Saturday, December 29, 2007

Saturday Fog.

All day long a fog hung up in the neighborhood trees, up around the lightposts, off in the corners of the yards. There was a quiet, muffled morning dogwalk. Mud and grit in the streets. Another tenth of an inch of rain — up to .6 inches or so for the 36-hour period, and some of the forecasts are wanting to give us as much as another inch tomorrow. After that a good Arctic high is supposed to sweep through and give us January in a kind of serious crisp way, the kind of week that keeps the bulbs in the ground a little longer.

AMR leaves for the month on the second, and that's kind of hanging around the house, too.
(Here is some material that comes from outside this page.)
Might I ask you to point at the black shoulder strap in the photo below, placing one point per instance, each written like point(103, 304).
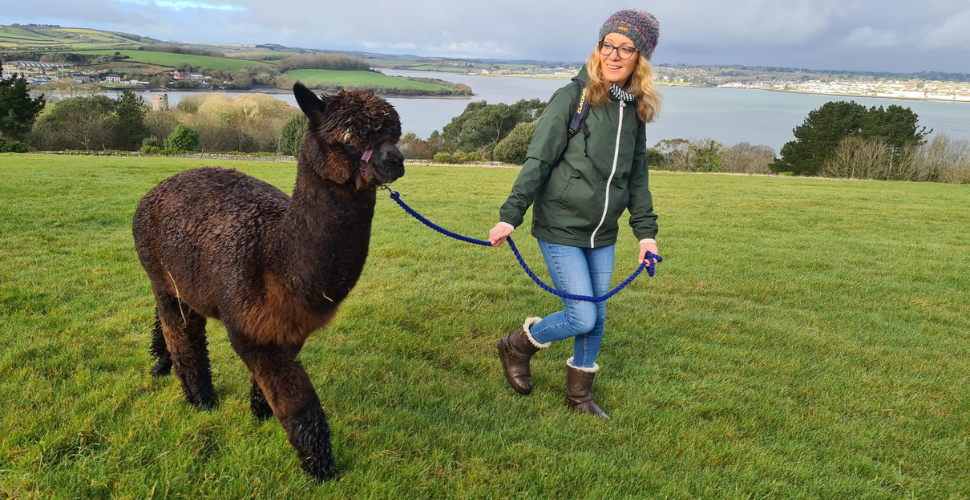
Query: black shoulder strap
point(582, 110)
I've discovered Bill Evans, which is a little like last summer when I discovered Bob Dylan and Neil Young. Hey, I asked my friends, who've been preaching to me for years about my sad little music collection. Did you know about Bob Dylan and Neil Young? Yes, they said. We do not live in caves.

Bill Evans: piano player on Kind of Blue, among other things. Addicted to most things he could find. Inventor, so they say, of the jazz trio. Might I recommend, then, for your listening pleasure, The Complete Village Vanguard Recordings, 1961. The first democratic jazz combo, they say, which is to say, they say, that Evans found a way to let the bass and drums share the stage with him in a real way.

There's something about these 1961 recordings in particular that seems right for, oh, hell, fog— for winter. Glass with some ice in it. Settle down to listen. There's crowd noise. The recording values aren't terrific. Makes me like it all the more. There's a thing in it, in the way the three of them hear each other, play off each other, that seems not just good, but important. Something's going on here. You can hear something coming.

There were seven thousand squirrels on the dogwalk. Busy. Completing tasks. They can maybe feel January getting ready to show up.